Today’s Boiler: What makes this unit, in particular, so beneficial to the rental market?
Day: Transportability is critical to the boiler rental business. First, a rental boiler needs to be highway shippable, at a reasonable cost and timeframe, which means it has to meet over-the-road height and width shipping requirements. Often, fast delivery is critical, because many rental customers are in dire need of the unit. The delivery time needs to be days, not weeks, and remain cost-effective. The DFW boiler meets those criteria.
Today’s Boiler: Tell us about Nationwide’s decision to gain exclusive rights to market and sell the unit?
Wright: We felt comfortable partnering with Nationwide Boiler based upon our years of experience working together as a sales rep. and end customer. We believe NBI is well suited to help market and sell the product jointly with Superior.
Day: The DFW design gives us a competitive edge over our rental boiler competition by offering a more compact unit, which greatly reduces delivery time and freight cost. Now in our 55th year of business, Nationwide Boiler also has a long history of supplying large package boilers to industrial facilities worldwide, making us an ideal candidate to take this technology global.
Today’s Boiler: It’s always nice to see two companies in the same space play well together. Seeing that this partnership is a win-win for both parties, is this a model others in the boiler marketplace should consider?

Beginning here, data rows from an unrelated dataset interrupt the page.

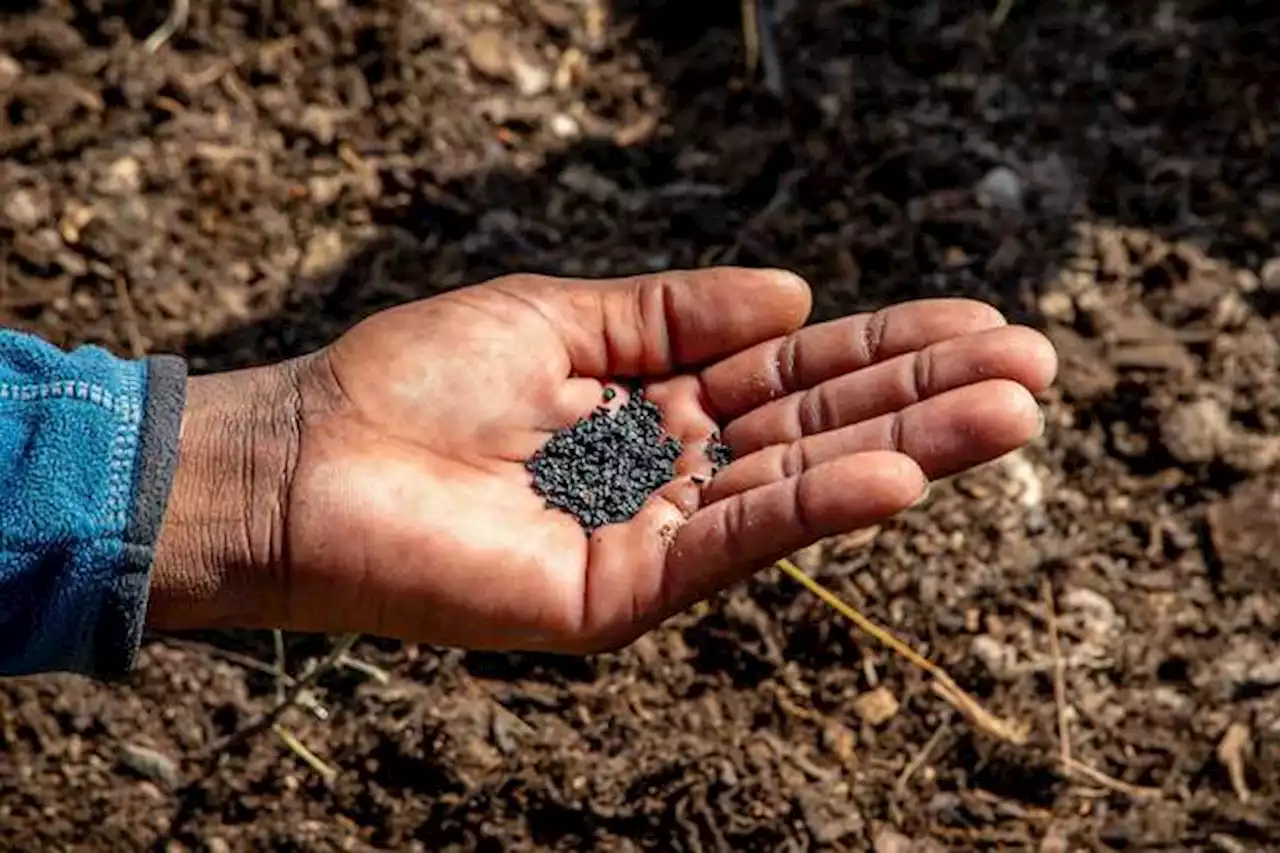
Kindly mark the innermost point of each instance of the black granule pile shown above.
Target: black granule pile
(718, 452)
(603, 469)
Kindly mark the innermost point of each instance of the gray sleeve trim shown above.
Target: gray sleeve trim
(118, 633)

Wright: I can only speak for our agreement and our relationship with Nationwide Boiler, but we feel like this is definitely a plus for the marketplace and, ultimately, for our end customers.
Day: Yes, it’s been a great relationship working together to develop a “better mousetrap” that should increase the competitiveness and overall sales for both companies. The more successful our rental business, the more units we will be buying from Superior.

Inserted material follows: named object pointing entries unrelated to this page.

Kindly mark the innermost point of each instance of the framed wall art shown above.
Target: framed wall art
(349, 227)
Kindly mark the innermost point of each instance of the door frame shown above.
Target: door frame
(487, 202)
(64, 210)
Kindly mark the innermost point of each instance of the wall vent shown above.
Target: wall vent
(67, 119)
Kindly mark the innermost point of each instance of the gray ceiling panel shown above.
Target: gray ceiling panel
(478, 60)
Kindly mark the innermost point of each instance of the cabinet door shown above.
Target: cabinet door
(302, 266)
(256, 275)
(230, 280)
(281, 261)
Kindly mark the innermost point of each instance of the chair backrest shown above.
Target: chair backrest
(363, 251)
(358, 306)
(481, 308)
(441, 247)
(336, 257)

Today’s Boiler: It’s hard to believe, but we’re nearly three-quarters of the way through 2022 already. Care to mention anything else exciting that’s occurred for your companies throughout the first eight months of the year?

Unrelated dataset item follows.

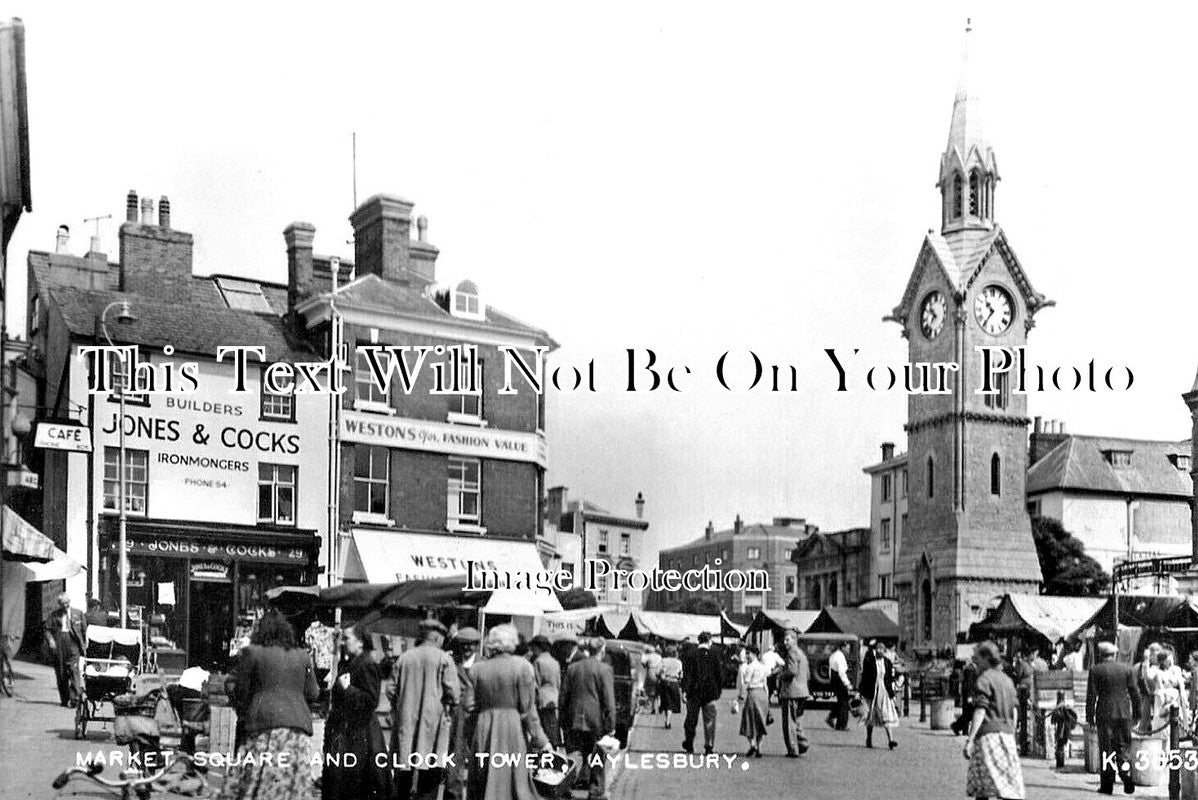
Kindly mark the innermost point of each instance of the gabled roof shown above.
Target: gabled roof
(159, 323)
(1079, 464)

Wright: From Superior’s side, we introduced the Cheyenne high-efficiency condensing boiler, and we’re encouraged about the prospects for that boiler model in the marketplace. We’re also seeing more requests for boiler package systems utilizing hydrogen as a fuel source.
Day: The decarbonization of our industry is already happening, creating more interest in alternative fuels, such as biofuels and hydrogen firing, designed to reduce carbon emissions. Electric boilers and industrial heat pumps are also gaining traction.
Today’s Boiler: What are you most looking forward to in 2023?
Wright: Hopefully fewer supply chain disruptions and issues along with lower inflation — the same issues all of us are facing. But, we’ll continue to strive to provide a quality product our customers can be proud of that helps them in their particular operations.
Day: Finally seeing our efforts over the past several years come to fruition in terms of applying the DFW designs to more applications and developing new sales, especially for emerging technologies and alternative fuels.
Today’s Boiler: And, in conclusion, any parting advice for the boiler industry?
Wright: The industry continues to be relevant in the ever-changing energy environment, and I have no doubt that all of us will evolve to where our customers want us to be.
Day: You have to stay ahead of the curve and keep innovating so you’re not caught off guard with older technology that’s now out of vogue. That is the way we think at Nationwide Boiler. The way things are headed, the overall carbon footprint you offer will be more important than just price.